Source: newsthemegh.com/By Manasseh Azure Awuni
In 2013, someone called me and we met at the Press Centre in Accra.
“I’m giving this lead to you because I can trust you,” he said. I hadn’t done that job before. I hadn’t learnt it in my first and second degrees in journalism. I had no experience. But I took up the challenge, even without understanding its full weight and implications.
This source trusted me because our paths had crossed two years earlier and he said he could vouch for my integrity.
But integrity was not enough. A special skill was needed. I lacked that skill but fell on the traditional tenets of journalism, common sense and a little intelligence.
The evidence of wrongdoing, which the source gave me in our first meeting was worth 23,000 cedis (about $11,000). It became a 1 billion cedi (about $500 million) scandal, involving ministers of state, powerful businesses and persons who were politically connected at the highest level.
When the dust settled on the story that would earn me the title “investigative journalist”:
1. Two people went to jail.
2. About a dozen lost their jobs.
3. The Youth Employment Agency Act was passed by Parliament.
4. About 60 million cedis was retrieved from RLG and its sister companies.
5. All the GYEEDA contracts were cancelled, except one.
6. The cancellations saved Ghana not less than 500 million cedis.

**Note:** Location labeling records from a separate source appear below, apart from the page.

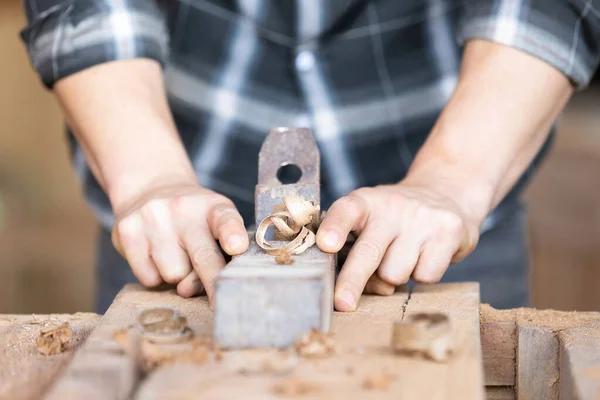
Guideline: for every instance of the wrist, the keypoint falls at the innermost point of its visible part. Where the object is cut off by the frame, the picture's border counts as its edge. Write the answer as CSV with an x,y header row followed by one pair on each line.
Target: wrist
x,y
472,193
130,184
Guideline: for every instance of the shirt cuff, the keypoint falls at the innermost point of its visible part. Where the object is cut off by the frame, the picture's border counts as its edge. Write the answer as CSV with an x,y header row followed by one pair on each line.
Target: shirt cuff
x,y
76,35
560,33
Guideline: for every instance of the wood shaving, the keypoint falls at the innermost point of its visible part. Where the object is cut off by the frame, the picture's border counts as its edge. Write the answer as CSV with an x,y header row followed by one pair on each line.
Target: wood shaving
x,y
52,340
297,224
284,258
294,387
282,363
153,354
315,344
380,381
424,334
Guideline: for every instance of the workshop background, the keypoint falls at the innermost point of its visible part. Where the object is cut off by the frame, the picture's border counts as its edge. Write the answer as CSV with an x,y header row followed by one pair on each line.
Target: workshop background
x,y
47,232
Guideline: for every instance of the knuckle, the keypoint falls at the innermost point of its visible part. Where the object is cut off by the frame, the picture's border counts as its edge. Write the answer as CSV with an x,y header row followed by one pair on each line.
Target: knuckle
x,y
451,223
128,229
425,276
178,205
369,250
205,254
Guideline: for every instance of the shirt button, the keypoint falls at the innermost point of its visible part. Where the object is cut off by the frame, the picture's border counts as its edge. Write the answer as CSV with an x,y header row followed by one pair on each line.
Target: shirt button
x,y
305,61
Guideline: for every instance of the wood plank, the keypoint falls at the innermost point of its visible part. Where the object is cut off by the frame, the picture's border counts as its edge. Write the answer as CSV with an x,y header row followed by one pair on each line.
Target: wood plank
x,y
498,346
537,364
580,363
363,355
24,372
500,393
465,379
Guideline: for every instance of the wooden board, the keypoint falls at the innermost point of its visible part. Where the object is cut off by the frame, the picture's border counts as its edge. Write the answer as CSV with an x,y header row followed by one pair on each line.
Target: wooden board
x,y
24,372
362,355
537,364
500,393
498,346
580,363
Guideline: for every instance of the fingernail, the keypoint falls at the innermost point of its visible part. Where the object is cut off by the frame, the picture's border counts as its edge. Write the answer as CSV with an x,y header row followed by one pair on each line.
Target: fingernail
x,y
347,298
331,239
234,242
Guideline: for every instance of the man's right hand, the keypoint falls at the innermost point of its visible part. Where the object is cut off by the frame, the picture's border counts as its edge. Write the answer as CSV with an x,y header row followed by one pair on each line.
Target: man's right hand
x,y
167,226
170,233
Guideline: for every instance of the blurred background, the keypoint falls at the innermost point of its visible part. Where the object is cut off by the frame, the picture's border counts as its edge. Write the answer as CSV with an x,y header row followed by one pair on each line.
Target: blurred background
x,y
47,233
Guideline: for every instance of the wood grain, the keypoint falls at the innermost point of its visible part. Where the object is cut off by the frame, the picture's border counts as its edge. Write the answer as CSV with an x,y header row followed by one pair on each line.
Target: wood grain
x,y
580,363
24,372
537,364
363,355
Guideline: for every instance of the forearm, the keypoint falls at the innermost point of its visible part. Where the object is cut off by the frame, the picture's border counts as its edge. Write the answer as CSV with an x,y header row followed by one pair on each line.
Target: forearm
x,y
119,113
495,123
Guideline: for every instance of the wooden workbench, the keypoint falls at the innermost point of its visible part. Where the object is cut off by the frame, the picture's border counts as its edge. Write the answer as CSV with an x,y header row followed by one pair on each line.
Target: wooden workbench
x,y
524,354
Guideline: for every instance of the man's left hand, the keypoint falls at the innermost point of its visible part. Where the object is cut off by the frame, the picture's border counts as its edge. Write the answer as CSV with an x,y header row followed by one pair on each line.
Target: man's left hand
x,y
404,231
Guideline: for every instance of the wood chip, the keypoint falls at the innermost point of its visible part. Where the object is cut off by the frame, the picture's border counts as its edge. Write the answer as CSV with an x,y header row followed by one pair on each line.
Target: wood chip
x,y
315,344
380,381
426,334
284,258
294,387
52,340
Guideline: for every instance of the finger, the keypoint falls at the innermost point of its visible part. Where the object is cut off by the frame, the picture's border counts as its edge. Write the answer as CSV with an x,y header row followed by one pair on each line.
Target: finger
x,y
375,285
363,260
345,215
190,286
399,261
128,237
170,258
205,255
434,261
227,225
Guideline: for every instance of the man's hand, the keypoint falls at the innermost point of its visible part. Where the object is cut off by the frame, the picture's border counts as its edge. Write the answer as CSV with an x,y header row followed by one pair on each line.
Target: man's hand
x,y
167,226
170,234
497,119
405,230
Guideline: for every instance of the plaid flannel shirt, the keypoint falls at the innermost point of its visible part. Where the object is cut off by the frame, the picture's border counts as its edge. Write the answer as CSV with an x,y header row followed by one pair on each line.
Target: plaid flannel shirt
x,y
368,77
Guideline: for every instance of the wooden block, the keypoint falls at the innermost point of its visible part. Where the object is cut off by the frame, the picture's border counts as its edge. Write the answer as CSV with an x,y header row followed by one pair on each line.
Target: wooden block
x,y
580,363
100,370
498,346
500,393
24,372
259,303
537,364
363,366
461,302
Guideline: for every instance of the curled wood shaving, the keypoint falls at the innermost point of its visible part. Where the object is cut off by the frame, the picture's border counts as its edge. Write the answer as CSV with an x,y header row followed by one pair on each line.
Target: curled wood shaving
x,y
294,387
295,225
284,259
52,340
380,381
153,354
315,344
427,334
163,324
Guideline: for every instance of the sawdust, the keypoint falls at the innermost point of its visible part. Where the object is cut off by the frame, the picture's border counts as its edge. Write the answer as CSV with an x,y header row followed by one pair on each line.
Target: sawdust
x,y
294,387
52,340
196,350
284,258
280,363
552,319
315,344
380,381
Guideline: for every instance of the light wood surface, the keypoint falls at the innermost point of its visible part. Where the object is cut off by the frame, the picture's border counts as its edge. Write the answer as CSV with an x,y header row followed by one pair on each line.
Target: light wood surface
x,y
362,353
580,363
24,372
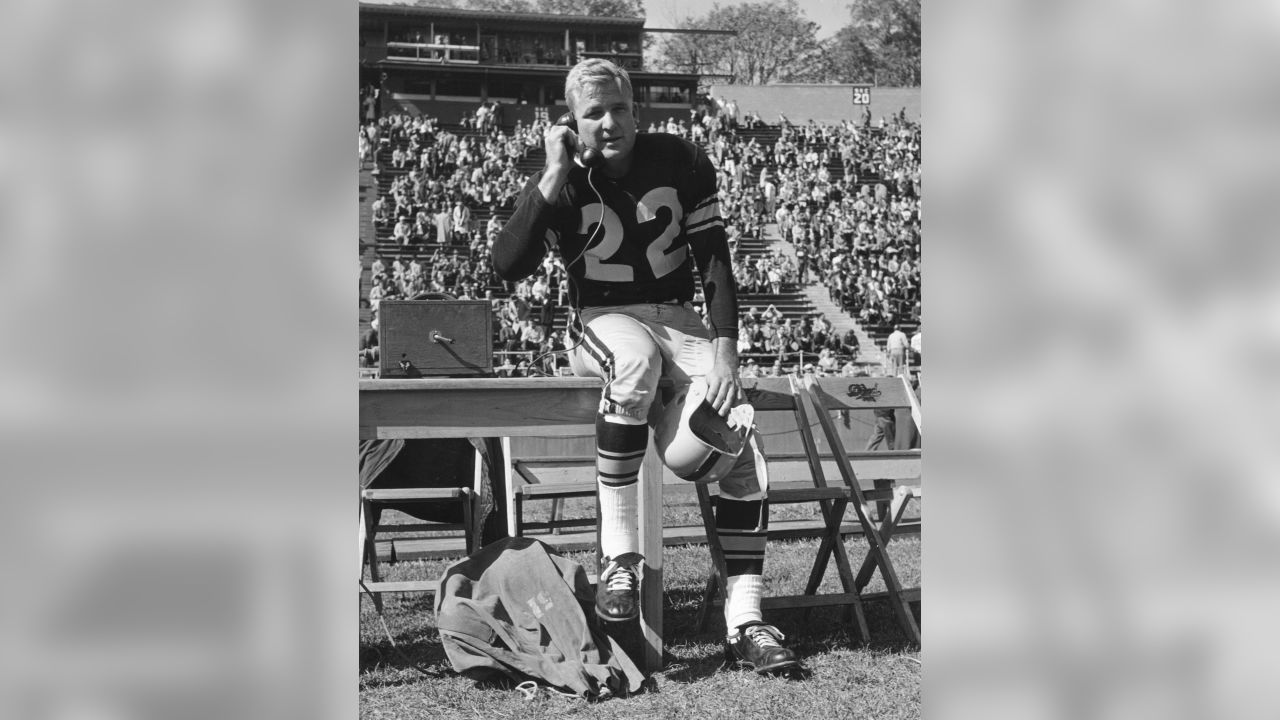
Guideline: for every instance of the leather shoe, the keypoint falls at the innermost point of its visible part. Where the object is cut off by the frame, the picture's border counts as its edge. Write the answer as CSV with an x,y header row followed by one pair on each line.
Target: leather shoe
x,y
757,646
617,592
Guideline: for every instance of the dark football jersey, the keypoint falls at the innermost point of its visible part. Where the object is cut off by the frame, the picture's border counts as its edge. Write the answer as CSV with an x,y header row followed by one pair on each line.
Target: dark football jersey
x,y
638,238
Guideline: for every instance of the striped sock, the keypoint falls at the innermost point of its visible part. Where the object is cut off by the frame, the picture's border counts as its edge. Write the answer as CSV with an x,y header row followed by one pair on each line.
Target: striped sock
x,y
743,529
743,604
620,447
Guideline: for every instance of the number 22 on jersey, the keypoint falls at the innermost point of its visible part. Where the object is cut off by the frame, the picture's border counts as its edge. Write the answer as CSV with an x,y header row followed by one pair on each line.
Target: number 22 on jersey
x,y
662,259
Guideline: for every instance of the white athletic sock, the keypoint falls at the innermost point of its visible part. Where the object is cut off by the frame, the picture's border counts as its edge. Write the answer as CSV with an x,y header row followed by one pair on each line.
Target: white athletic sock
x,y
743,601
620,519
620,446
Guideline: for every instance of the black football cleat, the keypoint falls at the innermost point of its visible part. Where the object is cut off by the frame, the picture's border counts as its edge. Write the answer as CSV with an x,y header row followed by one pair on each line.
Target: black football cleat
x,y
757,646
617,592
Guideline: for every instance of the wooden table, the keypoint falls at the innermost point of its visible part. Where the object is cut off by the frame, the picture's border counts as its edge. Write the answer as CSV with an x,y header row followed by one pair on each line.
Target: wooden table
x,y
448,408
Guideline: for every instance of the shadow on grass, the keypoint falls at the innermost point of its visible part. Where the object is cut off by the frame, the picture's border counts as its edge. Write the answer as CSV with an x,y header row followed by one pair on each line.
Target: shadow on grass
x,y
809,633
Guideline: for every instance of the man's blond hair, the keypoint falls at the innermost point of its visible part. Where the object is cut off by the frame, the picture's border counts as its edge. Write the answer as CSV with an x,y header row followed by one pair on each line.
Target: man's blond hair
x,y
595,71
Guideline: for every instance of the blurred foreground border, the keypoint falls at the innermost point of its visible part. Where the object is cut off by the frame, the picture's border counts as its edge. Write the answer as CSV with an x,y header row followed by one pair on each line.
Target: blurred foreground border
x,y
178,399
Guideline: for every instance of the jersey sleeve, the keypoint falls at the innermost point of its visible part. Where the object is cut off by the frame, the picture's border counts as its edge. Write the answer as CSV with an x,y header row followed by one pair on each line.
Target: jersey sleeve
x,y
704,228
521,245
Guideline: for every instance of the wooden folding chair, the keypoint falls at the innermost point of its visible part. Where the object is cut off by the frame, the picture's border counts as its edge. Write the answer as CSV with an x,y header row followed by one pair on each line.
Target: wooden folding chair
x,y
784,395
828,395
371,501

7. The reforms did not resolve the issues entirely, but they significantly reduced brazen looting.
8. Some of the companies that were plugged into the pipeline of the state treasury collapsed while others never remained the same.
It has been 10 years since circumstances drew me into the arena of investigative reporting. It hasn’t been easy, but it has been worth it.
When I grow up, I will write a book. And in that book, I will tell some of the harrowing backstories and near misses and the mental torture and the difficulty in turning one’s back to worried family members and fighting for those who may not even appreciate it.
And it’s not all doom and gloom. Being fully funded by Harvard to be here for a year is one of the many blessings that have come my way.
For now, I can only thank God for a decade of my modest contribution to the development of my country.
I thank those who have stood by me these 10 years, especially my family for sharing in the risks. I thank those who have never met me but pray for me. I thank those who have constructively criticised my work and held me to high standards.
The Multimedia Group deserves a special mention. I couldn’t have done what I did at Joy FM in any other media house in Ghana. The Multimedia Group also paid for all my legal fees, including the Jospong defamation suit I got from my Facebook post about the company’s corruption.
And that brings me to one of the most important pillars of my journey, Samson Anyenini. By watching how he conducts his legal affairs, I learnt to be more meticulous as a journalist, a reason the likes of Zoomlion ran away from their own cases against me.
When I received my first defamation suit in 2015, the first place I visited was the toilet. The content of the writ instantly developed an unholy correlation with my bowels.
When I wrote my defence in a layperson’s language and sent it to my lawyer, he said if he were the lawyer at the other end of the case, he would advise his client to discontinue the case.
Indeed, that case was discontinued.
Between 2015 and 2022, I was sued EIGHT times for defamation.
Only one of them has gone to trial. (It’s still ongoing).
Have I been happy as an investigative journalist?
No.
But I am fulfilled that, through this kind of reporting, Ghana has saved hundreds of millions of dollars that were destined for private bank accounts and that some have got the justice that would have eluded them. I am fulfilled that I have inspired others to see the nobility in this brand of journalism.
May the future and its challenges be bright.